In the context of the workflow, this script is executed in the ‘langdetect’ state. It comes after the ‘DS_langDetect_transfer’ state, where the necessary input file is transferred to the langdetect endpoint. The output of this script, “langdetect_predictions.txt”, is then used in the ‘statistics’ state of the workflow, where the accuracy of the langdetect and fastText predictions are compared.

Referencing

Some narrative text which includes a reference (Miller, Pfeiffer, and Schwartz (2011)).

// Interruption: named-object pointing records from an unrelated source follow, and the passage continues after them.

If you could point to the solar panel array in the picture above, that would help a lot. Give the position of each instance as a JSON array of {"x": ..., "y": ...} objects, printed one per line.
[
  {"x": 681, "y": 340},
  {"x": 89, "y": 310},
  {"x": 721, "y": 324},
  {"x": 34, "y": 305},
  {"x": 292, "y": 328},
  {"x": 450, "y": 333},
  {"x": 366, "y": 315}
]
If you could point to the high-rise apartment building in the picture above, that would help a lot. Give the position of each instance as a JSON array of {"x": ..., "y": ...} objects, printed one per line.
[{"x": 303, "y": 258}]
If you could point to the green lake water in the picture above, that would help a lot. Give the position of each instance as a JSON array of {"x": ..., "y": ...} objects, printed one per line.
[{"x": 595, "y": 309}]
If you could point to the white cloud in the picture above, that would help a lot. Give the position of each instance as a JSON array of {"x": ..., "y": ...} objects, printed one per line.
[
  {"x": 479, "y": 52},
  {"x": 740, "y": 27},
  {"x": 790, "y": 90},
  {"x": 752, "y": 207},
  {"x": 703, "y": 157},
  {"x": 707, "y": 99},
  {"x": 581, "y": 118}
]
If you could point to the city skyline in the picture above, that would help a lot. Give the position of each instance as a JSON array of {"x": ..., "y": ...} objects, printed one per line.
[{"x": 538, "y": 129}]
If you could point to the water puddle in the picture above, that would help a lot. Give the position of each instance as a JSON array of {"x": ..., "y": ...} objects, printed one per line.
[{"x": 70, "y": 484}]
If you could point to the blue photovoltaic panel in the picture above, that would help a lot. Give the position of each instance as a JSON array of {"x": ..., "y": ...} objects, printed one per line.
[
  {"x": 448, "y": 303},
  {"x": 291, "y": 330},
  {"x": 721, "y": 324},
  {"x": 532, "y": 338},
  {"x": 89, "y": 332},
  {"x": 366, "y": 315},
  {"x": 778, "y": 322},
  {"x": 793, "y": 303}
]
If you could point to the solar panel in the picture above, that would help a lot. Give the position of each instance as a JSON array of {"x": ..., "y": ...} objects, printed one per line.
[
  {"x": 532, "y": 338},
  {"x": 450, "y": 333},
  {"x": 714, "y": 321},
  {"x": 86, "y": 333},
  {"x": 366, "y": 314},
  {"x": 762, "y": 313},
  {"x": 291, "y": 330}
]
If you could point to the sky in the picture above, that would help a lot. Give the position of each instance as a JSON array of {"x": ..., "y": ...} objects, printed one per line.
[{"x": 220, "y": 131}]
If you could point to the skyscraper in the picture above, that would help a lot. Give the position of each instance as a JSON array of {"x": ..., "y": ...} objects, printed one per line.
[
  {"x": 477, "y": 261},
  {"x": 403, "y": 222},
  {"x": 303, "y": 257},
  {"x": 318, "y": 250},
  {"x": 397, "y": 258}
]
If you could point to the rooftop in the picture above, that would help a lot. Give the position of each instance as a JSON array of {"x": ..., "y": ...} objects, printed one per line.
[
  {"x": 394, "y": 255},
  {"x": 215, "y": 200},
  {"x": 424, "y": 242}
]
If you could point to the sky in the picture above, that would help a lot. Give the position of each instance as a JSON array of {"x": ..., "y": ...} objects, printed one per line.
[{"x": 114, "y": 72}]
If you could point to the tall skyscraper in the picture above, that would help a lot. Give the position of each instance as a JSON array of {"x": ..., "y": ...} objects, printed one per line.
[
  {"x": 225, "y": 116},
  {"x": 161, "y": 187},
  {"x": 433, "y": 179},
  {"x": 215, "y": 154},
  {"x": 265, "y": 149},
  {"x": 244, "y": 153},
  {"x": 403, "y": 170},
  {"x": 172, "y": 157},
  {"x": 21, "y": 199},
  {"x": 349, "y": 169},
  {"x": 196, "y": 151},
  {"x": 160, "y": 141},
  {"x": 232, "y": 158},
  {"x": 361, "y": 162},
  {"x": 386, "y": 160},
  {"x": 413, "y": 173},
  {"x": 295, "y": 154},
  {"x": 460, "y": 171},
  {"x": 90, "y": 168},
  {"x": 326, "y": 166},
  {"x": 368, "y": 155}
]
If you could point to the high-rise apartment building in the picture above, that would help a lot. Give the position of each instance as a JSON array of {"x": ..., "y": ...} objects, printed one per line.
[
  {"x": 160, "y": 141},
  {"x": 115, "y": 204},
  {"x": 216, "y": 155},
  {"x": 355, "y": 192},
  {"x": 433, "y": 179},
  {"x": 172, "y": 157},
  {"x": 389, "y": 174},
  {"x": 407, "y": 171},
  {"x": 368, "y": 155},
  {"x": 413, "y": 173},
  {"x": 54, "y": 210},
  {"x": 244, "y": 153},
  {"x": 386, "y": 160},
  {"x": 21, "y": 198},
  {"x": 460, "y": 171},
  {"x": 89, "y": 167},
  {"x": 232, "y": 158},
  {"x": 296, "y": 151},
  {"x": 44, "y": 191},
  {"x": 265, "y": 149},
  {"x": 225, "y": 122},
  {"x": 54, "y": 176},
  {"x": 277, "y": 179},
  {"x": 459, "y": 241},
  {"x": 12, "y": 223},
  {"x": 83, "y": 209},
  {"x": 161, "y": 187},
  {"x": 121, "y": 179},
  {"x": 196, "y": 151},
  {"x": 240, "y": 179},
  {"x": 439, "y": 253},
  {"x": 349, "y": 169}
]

A small list of references:

  • Uhrin et al. (2021)
  • Goecks et al. (2010)
  • Vescovi et al. (2022)

References

Goecks, Jeremy, Anton Nekrutenko, James Taylor, and Galaxy Team. 2010. “Galaxy: A Comprehensive Approach for Supporting Accessible, Reproducible, and Transparent Computational Research in the Life Sciences.” Genome Biology 11: 1–13.
Miller, Mark A, Wayne Pfeiffer, and Terri Schwartz. 2011. “The CIPRES Science Gateway: A Community Resource for Phylogenetic Analyses.” In Proc. 2011 TeraGrid Conference: Extreme Digital Discovery, 1–8.
Uhrin, Martin, Sebastiaan P Huber, Jusong Yu, Nicola Marzari, and Giovanni Pizzi. 2021. “Workflows in AiiDA: Engineering a High-Throughput, Event-Based Engine for Robust and Modular Computational Workflows.” Computational Materials Science 187: 110086.
Vescovi, Rafael, Ryan Chard, Nickolaus D Saint, Ben Blaiszik, Jim Pruyne, Tekin Bicer, Alex Lavens, et al. 2022. “Linking Scientific Instruments and Computation: Patterns, Technologies, and Experiences.” Patterns 3 (10): 100606.